Overview, motivation, platform support, and where Trillim fits.
Trillim is the platform for everything local AI. DarkNet is the CPU inference engine powering Trillim.
What Trillim Does
- Runs local language models on CPU, without requiring CUDA or ROCm.
- Supports ternary BitNet checkpoints, including BitNet-native and Llama-derived variants.
- Ships with a CLI, a Python SDK, and an OpenAI-compatible API server.
- Supports PEFT LoRA adapters on top of ternary base models.
- Optionally adds speech-to-text and text-to-speech through the
voiceextra.
Why CPU Inference Matters
Most LLM stacks assume a GPU. BitNet models use ternary weights, so matrix multiplications reduce to additions and subtractions. That makes CPU inference practical on modern x86 and ARM systems when the runtime is optimized for the platform.

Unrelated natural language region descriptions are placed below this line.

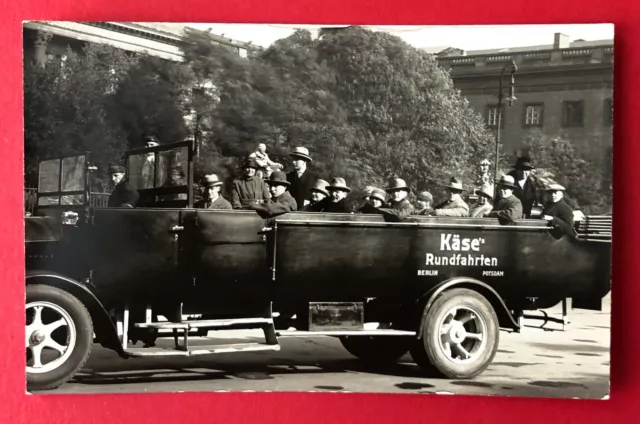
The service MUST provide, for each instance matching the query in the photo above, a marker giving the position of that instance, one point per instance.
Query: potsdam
(461, 260)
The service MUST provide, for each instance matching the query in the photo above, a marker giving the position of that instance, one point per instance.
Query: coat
(456, 207)
(277, 206)
(527, 194)
(123, 196)
(507, 210)
(562, 216)
(480, 210)
(300, 188)
(397, 211)
(343, 206)
(247, 191)
(219, 203)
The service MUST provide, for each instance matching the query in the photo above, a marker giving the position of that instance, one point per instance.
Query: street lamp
(512, 68)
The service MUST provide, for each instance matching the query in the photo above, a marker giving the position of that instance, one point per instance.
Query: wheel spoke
(475, 336)
(37, 356)
(50, 328)
(55, 345)
(464, 352)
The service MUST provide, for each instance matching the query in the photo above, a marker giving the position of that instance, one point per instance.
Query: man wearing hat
(337, 200)
(455, 206)
(525, 187)
(212, 198)
(399, 206)
(508, 208)
(556, 211)
(249, 189)
(484, 204)
(424, 201)
(319, 194)
(375, 200)
(281, 201)
(123, 195)
(301, 178)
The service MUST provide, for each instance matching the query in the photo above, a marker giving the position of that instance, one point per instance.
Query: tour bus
(439, 288)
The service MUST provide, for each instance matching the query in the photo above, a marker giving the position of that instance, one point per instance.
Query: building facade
(564, 89)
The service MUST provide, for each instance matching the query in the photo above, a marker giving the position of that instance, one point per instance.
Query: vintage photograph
(329, 208)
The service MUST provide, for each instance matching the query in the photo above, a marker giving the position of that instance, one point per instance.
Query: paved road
(574, 363)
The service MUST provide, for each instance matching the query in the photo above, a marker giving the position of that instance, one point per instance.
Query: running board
(346, 333)
(211, 323)
(201, 350)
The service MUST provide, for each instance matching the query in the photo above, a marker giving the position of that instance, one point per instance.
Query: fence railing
(31, 199)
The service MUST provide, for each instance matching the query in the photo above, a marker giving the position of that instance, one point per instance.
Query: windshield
(59, 176)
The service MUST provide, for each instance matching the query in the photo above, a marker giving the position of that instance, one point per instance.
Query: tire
(377, 350)
(441, 328)
(72, 340)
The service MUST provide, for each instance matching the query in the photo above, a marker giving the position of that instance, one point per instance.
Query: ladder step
(209, 323)
(202, 350)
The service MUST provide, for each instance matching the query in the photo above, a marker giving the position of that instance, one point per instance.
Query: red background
(16, 406)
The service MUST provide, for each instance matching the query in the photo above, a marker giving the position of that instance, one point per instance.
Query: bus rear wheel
(460, 335)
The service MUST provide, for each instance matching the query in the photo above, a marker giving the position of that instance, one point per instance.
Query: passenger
(399, 206)
(424, 203)
(123, 195)
(508, 209)
(337, 200)
(212, 198)
(556, 211)
(484, 204)
(301, 178)
(262, 159)
(525, 188)
(281, 200)
(319, 194)
(455, 206)
(377, 199)
(249, 189)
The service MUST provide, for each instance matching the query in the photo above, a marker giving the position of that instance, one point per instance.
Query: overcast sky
(464, 37)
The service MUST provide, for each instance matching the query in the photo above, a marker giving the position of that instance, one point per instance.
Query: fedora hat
(212, 180)
(321, 187)
(301, 152)
(554, 187)
(486, 190)
(507, 181)
(425, 196)
(454, 184)
(377, 193)
(278, 178)
(338, 184)
(524, 163)
(397, 184)
(117, 169)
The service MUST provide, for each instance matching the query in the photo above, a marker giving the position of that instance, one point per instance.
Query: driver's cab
(162, 175)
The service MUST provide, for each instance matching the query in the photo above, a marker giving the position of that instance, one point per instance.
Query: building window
(573, 113)
(491, 117)
(533, 114)
(608, 112)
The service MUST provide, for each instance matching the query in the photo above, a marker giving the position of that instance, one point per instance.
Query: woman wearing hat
(556, 211)
(484, 204)
(399, 206)
(301, 179)
(508, 208)
(212, 198)
(123, 195)
(337, 200)
(249, 189)
(281, 201)
(375, 200)
(455, 206)
(319, 194)
(525, 184)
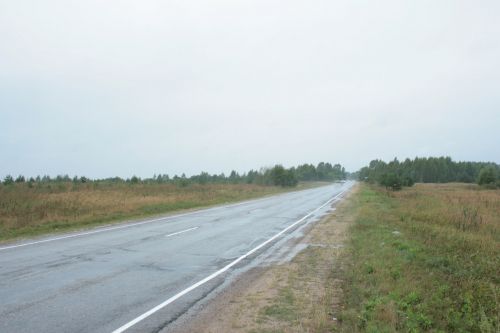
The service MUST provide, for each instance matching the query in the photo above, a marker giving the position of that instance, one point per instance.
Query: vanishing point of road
(141, 276)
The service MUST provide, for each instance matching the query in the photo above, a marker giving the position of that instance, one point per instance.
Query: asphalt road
(103, 280)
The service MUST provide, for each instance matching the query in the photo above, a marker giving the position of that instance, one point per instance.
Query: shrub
(8, 180)
(487, 176)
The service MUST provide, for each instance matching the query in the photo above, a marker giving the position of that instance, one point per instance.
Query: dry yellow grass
(28, 210)
(425, 259)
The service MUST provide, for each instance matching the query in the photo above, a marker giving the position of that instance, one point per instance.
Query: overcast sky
(105, 88)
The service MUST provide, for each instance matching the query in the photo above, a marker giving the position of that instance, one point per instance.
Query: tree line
(277, 176)
(396, 174)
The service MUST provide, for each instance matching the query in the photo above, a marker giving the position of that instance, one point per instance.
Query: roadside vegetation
(424, 259)
(43, 204)
(396, 174)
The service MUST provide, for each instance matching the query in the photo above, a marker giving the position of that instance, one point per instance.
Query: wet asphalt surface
(98, 282)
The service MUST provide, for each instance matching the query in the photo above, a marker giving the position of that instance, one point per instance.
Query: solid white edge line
(220, 271)
(137, 223)
(181, 232)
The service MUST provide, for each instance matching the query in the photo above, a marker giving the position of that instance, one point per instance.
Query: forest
(277, 175)
(396, 174)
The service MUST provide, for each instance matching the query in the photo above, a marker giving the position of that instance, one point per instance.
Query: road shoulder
(298, 296)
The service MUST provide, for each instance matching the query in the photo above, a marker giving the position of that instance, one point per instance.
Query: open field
(423, 259)
(44, 208)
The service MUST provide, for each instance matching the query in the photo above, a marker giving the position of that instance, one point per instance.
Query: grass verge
(30, 211)
(423, 259)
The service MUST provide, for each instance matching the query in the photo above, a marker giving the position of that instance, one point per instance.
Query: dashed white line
(136, 224)
(181, 232)
(220, 271)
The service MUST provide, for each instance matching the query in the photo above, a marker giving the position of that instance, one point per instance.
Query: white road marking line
(220, 271)
(181, 232)
(138, 223)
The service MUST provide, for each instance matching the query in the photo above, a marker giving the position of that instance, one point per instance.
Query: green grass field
(425, 259)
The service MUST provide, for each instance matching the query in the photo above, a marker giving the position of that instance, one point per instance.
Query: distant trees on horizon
(277, 175)
(396, 174)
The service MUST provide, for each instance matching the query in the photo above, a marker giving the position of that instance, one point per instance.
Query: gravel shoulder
(300, 295)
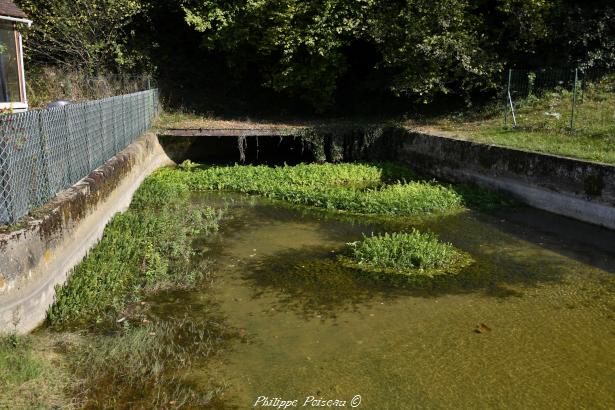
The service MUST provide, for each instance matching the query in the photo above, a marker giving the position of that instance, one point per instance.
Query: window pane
(9, 68)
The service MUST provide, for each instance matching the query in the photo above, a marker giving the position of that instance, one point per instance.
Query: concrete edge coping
(42, 254)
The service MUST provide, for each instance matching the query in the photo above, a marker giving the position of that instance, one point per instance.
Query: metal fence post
(43, 145)
(512, 107)
(6, 182)
(69, 178)
(87, 137)
(574, 97)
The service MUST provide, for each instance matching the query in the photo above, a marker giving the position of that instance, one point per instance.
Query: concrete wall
(39, 255)
(574, 188)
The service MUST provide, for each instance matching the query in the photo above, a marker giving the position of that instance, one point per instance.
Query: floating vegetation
(378, 189)
(409, 254)
(141, 252)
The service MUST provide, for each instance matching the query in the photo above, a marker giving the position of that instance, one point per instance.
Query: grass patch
(410, 254)
(379, 189)
(17, 364)
(31, 375)
(145, 366)
(544, 121)
(141, 252)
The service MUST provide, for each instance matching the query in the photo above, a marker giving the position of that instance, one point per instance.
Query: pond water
(546, 297)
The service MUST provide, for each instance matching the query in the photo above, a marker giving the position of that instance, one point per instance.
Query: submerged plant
(379, 189)
(413, 253)
(141, 251)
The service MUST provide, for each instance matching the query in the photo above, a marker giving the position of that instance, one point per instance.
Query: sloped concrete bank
(40, 254)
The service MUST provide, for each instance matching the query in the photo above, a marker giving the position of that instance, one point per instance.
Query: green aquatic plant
(145, 364)
(17, 364)
(141, 252)
(379, 189)
(413, 253)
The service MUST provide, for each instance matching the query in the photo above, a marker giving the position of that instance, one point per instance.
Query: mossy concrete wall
(578, 189)
(40, 251)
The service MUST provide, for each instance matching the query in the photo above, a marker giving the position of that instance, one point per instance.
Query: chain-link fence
(45, 151)
(560, 100)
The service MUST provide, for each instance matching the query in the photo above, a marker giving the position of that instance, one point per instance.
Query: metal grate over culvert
(45, 151)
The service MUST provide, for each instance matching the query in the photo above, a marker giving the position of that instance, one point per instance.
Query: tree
(88, 35)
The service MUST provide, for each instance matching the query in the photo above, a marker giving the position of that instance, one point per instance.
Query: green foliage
(413, 253)
(17, 365)
(544, 124)
(358, 188)
(425, 45)
(91, 35)
(141, 251)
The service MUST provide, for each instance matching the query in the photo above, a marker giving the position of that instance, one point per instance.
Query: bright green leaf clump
(378, 189)
(413, 253)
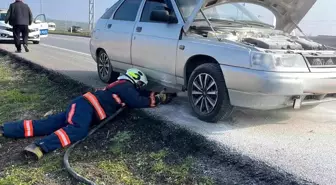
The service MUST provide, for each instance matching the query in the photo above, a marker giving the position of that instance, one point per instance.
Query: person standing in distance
(20, 17)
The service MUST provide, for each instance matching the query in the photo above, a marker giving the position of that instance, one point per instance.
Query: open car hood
(287, 12)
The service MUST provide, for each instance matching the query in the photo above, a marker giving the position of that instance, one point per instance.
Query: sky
(320, 20)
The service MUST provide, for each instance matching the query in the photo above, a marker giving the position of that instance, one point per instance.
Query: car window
(111, 10)
(154, 5)
(128, 10)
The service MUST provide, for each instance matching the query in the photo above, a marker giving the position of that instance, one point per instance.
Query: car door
(44, 27)
(154, 44)
(118, 33)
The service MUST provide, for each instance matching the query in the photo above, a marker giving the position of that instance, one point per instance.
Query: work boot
(33, 152)
(26, 47)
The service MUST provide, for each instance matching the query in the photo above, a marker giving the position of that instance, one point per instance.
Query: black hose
(67, 153)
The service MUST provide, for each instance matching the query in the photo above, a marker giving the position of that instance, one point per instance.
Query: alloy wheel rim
(204, 93)
(103, 65)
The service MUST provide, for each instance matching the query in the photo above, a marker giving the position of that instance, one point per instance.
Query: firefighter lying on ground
(68, 127)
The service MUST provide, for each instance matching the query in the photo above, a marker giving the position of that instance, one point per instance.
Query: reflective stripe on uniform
(118, 100)
(95, 103)
(63, 137)
(114, 84)
(28, 128)
(71, 113)
(152, 97)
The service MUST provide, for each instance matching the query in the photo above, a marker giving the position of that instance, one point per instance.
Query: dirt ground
(133, 149)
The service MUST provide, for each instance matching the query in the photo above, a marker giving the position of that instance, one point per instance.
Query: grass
(58, 32)
(118, 157)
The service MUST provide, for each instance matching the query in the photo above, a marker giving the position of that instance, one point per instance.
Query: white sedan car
(36, 30)
(220, 51)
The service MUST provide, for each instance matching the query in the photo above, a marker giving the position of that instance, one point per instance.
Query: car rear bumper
(272, 90)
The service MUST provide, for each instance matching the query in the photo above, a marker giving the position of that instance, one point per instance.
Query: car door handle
(139, 29)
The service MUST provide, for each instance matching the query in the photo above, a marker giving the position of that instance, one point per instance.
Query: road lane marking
(69, 50)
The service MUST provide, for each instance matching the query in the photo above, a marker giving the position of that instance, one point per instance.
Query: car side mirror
(162, 16)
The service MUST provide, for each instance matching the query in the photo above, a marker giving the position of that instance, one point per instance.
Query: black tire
(222, 108)
(104, 68)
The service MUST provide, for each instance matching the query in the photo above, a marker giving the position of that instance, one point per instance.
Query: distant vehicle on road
(51, 26)
(218, 51)
(75, 29)
(35, 30)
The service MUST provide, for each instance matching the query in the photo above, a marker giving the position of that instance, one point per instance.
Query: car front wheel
(105, 71)
(208, 94)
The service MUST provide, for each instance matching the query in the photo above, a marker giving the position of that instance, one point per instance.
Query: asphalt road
(300, 142)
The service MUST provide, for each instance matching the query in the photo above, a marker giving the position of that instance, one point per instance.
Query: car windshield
(241, 13)
(244, 13)
(2, 16)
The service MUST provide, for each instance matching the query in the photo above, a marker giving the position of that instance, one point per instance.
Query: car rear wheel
(104, 67)
(208, 94)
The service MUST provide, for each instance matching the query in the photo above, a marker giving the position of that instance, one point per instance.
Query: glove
(164, 98)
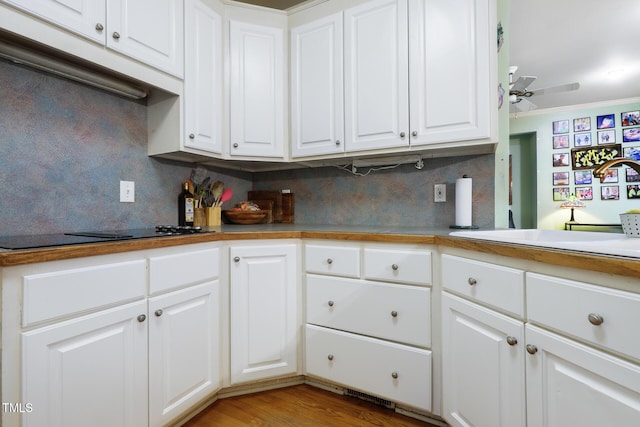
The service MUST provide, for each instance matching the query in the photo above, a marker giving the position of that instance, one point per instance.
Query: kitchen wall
(537, 127)
(65, 147)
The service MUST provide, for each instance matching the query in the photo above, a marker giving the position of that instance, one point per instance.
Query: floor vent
(369, 398)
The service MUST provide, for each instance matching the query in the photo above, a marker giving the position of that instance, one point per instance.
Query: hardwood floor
(299, 406)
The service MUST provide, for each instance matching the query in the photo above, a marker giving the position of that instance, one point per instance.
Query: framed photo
(560, 126)
(560, 194)
(561, 178)
(584, 193)
(582, 124)
(561, 141)
(610, 175)
(631, 135)
(582, 177)
(606, 121)
(632, 175)
(609, 192)
(581, 139)
(560, 159)
(633, 191)
(630, 118)
(606, 137)
(592, 157)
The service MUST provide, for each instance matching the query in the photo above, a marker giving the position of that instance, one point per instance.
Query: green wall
(549, 214)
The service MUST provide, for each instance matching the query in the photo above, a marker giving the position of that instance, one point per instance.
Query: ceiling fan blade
(522, 83)
(523, 105)
(555, 89)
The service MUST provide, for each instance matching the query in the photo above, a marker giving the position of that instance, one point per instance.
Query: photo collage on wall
(582, 144)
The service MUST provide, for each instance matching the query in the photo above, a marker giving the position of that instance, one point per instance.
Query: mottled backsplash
(65, 147)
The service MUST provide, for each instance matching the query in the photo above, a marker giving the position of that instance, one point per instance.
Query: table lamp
(571, 203)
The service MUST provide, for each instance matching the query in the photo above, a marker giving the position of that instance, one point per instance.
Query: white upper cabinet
(317, 117)
(203, 78)
(256, 90)
(450, 70)
(151, 31)
(376, 75)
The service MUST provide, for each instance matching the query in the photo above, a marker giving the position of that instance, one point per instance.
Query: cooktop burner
(84, 237)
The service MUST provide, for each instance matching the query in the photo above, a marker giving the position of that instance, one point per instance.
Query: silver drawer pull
(595, 319)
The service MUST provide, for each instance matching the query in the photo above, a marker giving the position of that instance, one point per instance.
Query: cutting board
(275, 195)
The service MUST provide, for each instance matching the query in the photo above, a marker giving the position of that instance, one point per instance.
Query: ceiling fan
(519, 91)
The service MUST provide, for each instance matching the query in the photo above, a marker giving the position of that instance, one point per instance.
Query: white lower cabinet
(90, 370)
(264, 314)
(482, 366)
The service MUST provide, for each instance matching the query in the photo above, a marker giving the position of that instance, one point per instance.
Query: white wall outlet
(440, 193)
(127, 191)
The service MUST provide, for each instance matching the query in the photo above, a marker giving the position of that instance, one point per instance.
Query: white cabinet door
(84, 17)
(376, 75)
(482, 366)
(184, 354)
(203, 78)
(88, 371)
(569, 384)
(317, 115)
(263, 309)
(450, 51)
(257, 90)
(151, 31)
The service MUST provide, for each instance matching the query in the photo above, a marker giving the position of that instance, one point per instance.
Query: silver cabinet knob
(595, 319)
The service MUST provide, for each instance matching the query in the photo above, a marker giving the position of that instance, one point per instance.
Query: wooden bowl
(245, 217)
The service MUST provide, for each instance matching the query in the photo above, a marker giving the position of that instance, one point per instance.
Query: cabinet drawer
(393, 371)
(395, 312)
(61, 293)
(333, 260)
(495, 285)
(577, 308)
(403, 266)
(182, 269)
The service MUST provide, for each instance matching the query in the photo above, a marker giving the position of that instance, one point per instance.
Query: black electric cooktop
(84, 237)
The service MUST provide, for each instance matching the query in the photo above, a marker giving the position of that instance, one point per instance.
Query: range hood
(40, 60)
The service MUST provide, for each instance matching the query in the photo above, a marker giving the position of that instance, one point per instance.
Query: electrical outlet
(127, 191)
(440, 193)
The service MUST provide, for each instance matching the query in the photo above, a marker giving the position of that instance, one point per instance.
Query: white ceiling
(593, 42)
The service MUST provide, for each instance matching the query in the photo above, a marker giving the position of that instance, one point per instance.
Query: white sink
(583, 241)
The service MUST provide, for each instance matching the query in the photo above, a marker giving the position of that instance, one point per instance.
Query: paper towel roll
(464, 197)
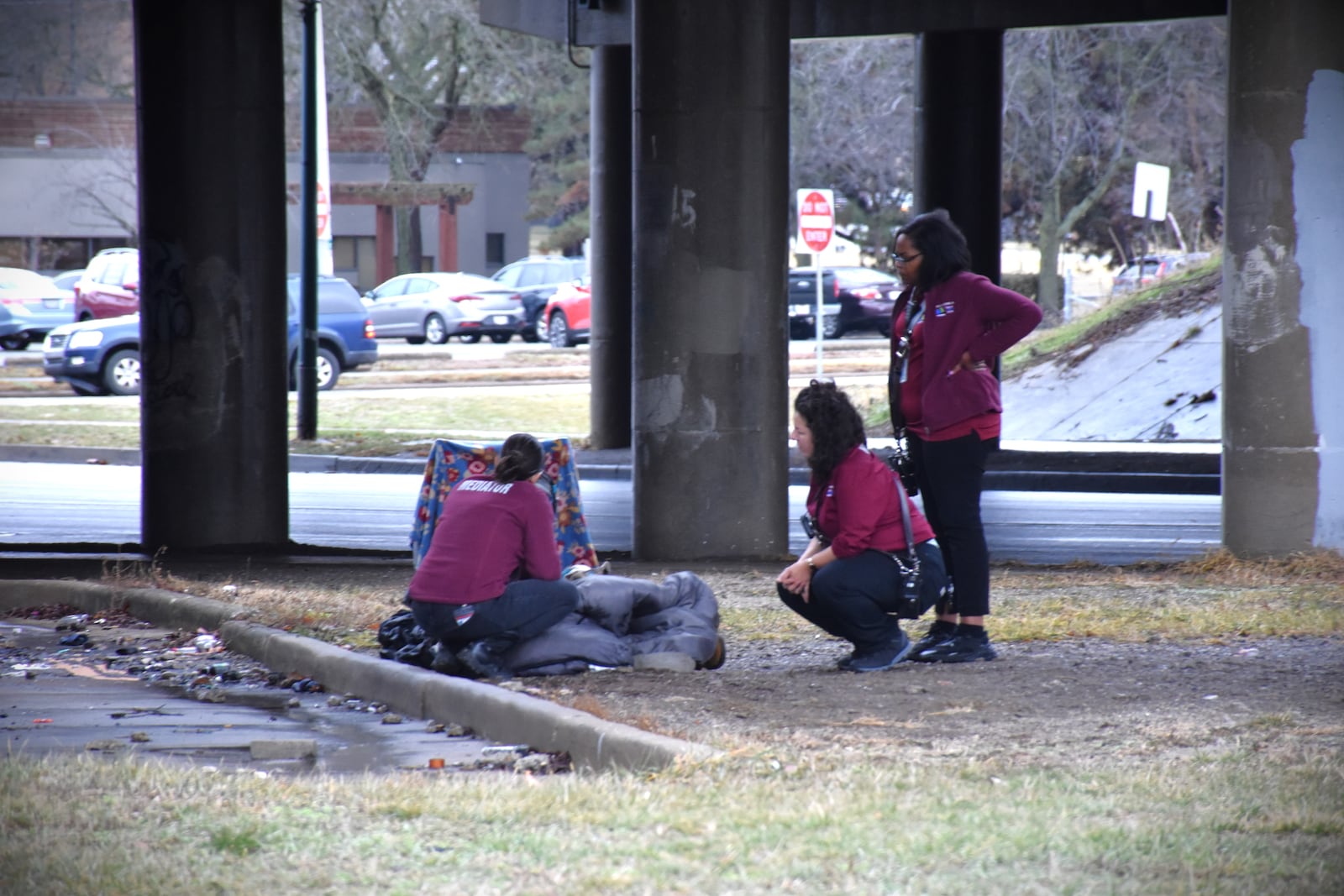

DarkNet is built around that constraint:
- AVX2 is used on x86_64 systems.
- NEON is used on ARM64 systems.
- Quantized runtime formats keep memory use lower and improve cache behavior.
Good Fit
Trillim is a good fit when you want:
- local inference on a laptop, desktop, or CPU-only server
- a self-hosted API with OpenAI-compatible routes
- local experimentation with BitNet models and LoRA adapters
- a lower-cost inference path than a GPU deployment
Model and Platform Support
| Category | Support |
|---|---|
| Architectures | BitnetForCausalLM, LlamaForCausalLM (Llama-derived ternary checkpoints) |
| CPU targets | x86_64 with AVX2, ARM64 with NEON |
| Threading | defaults to num_cores - 2, configurable with --threads |
License
The Trillim Python SDK source code is MIT-licensed. The bundled C++ inference binaries (inference, trillim-quantize) are proprietary. You may use them as part of Trillim, but may not reverse-engineer or redistribute them separately.